Although pneumococcal vaccination is crucial in elderly patients and those with comorbidities, in our small series, 7 of our cases had no formal indication for it and for the other four, vaccination status was not recorded. Only one of our patients had the pneumococcal serogroup determined (it was the 22F).20 We found only one study on pneumococcal serogroups in endovascular infections (including IE) involving a fair amount of patients; in this Israeli study, 18/23 had their vaccine status known but only 4 (22.2 %) received the vaccine prior to their pneumococcal endovascular infection.9 All medical specialties must reinforce the need to vaccinate susceptible patients, as pneumococcal endocarditis is rare, but pneumococcal pneumonia is a very common condition, of potential severity.3-10,15,16

Limitations of our study are that results may not be generalizable, as the endocarditis cohorts from which patients with pneumococcal endocarditis were described are followed up in referral centers, either surgical or university hospitals. Besides, the sample is a convenience sample and the number of pneumococcal endocarditis is very small, making strong assumptions unfeasible.

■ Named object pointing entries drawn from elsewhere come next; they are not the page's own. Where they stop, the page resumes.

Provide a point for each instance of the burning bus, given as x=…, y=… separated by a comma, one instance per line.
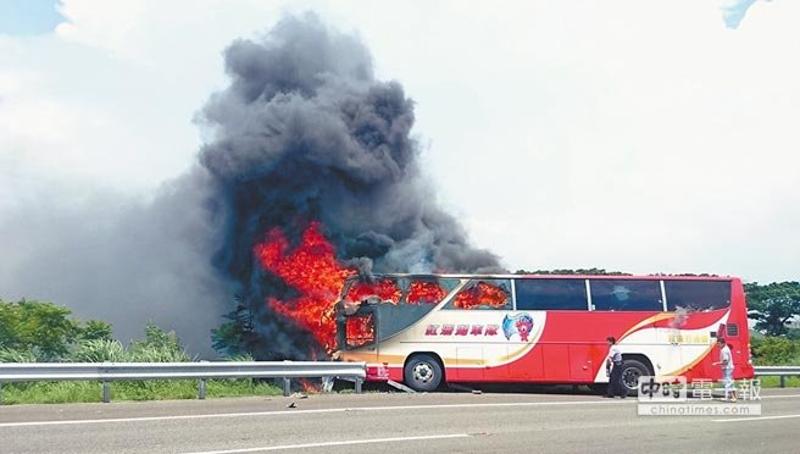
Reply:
x=428, y=330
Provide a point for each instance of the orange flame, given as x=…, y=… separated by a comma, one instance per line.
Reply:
x=425, y=292
x=483, y=294
x=312, y=269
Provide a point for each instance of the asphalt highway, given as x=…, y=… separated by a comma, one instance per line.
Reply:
x=381, y=422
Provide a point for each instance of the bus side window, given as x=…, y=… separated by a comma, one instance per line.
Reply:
x=483, y=294
x=551, y=294
x=626, y=295
x=697, y=296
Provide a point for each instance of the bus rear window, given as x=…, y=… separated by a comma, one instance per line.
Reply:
x=626, y=295
x=697, y=295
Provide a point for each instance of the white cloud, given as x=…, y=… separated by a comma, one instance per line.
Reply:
x=593, y=134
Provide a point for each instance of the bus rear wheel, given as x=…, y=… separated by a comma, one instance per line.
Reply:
x=423, y=373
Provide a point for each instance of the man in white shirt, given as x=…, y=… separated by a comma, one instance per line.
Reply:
x=614, y=370
x=726, y=361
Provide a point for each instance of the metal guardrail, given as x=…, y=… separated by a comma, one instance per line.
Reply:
x=778, y=371
x=202, y=371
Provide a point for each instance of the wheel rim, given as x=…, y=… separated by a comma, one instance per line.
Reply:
x=423, y=372
x=630, y=377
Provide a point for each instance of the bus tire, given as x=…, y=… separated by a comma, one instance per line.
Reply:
x=632, y=369
x=423, y=373
x=599, y=388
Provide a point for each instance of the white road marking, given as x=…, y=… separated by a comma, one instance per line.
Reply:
x=327, y=444
x=757, y=418
x=307, y=412
x=331, y=410
x=780, y=396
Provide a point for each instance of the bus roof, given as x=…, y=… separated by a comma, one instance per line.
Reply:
x=555, y=276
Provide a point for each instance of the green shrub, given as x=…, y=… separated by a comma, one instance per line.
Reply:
x=99, y=350
x=11, y=355
x=775, y=351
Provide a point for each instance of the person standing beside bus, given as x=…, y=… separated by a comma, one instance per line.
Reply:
x=614, y=370
x=726, y=361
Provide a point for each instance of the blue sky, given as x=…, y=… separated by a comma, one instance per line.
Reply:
x=28, y=17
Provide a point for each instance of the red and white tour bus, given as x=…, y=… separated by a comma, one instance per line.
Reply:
x=427, y=330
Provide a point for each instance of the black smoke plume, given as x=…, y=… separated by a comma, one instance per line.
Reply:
x=305, y=132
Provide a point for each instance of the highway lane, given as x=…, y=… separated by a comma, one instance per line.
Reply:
x=373, y=422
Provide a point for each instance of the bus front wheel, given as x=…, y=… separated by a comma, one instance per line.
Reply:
x=631, y=371
x=423, y=373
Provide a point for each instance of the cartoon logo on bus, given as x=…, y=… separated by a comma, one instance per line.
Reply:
x=521, y=324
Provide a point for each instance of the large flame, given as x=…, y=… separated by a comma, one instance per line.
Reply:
x=312, y=269
x=483, y=294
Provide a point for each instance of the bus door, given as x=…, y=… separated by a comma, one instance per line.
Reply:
x=359, y=331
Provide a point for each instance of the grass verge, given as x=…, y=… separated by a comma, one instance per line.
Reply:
x=91, y=391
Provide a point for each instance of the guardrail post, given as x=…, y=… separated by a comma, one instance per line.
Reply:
x=201, y=388
x=287, y=387
x=106, y=392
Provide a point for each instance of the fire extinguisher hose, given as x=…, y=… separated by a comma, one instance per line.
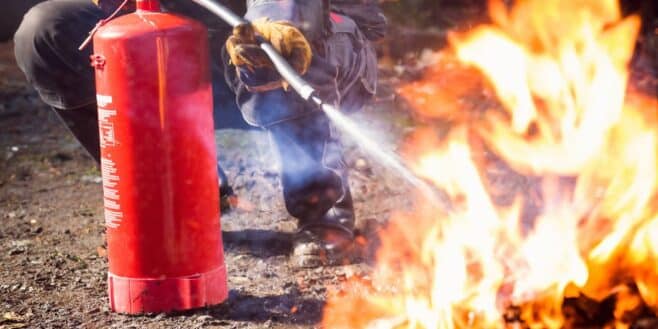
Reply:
x=308, y=93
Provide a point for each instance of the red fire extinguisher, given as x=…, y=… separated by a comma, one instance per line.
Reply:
x=158, y=162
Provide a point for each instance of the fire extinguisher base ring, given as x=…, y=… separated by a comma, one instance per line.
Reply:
x=157, y=295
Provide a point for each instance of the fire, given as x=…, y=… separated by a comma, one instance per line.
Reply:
x=551, y=173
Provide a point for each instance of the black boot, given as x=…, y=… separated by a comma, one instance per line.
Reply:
x=327, y=240
x=316, y=192
x=227, y=198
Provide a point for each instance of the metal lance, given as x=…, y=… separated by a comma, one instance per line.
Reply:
x=341, y=121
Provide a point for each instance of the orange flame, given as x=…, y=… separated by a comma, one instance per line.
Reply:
x=552, y=174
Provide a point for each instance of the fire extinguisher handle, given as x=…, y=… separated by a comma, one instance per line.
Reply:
x=303, y=88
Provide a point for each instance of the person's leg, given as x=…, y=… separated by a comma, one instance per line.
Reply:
x=315, y=189
x=46, y=49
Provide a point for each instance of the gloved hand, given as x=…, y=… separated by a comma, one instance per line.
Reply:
x=109, y=6
x=254, y=67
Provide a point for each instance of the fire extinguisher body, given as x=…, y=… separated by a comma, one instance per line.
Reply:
x=158, y=163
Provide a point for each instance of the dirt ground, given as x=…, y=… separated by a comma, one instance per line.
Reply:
x=52, y=255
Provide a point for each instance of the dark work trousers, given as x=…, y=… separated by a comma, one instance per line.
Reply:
x=46, y=50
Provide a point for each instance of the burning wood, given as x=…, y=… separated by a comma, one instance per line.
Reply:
x=554, y=116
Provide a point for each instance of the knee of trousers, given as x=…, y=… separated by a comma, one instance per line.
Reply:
x=45, y=47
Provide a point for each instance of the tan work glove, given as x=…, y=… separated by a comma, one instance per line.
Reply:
x=289, y=41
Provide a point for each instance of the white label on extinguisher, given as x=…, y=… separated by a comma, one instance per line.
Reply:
x=113, y=213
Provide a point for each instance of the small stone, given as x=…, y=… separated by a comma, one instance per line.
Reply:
x=204, y=318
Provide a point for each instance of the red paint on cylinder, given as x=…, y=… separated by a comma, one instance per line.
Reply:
x=159, y=168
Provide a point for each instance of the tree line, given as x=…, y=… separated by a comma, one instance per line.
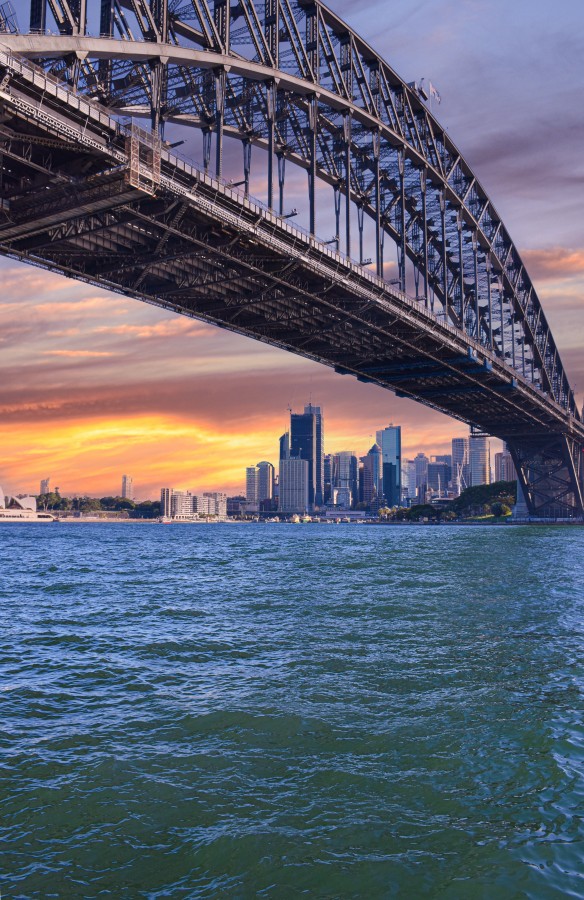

In conclusion, although pneumococcal IE is rare, it should be sought for in patients with severe pneumococcal infections, especially if heart murmur and emboli are identified. The relativelly high mortality and need for surgical intervention emphasize the need to promptly identify and manage pneumococcal endocarditis. Lastly, physicians ought to recommend vaccination to all patients at risk for severe pneumococcal disease.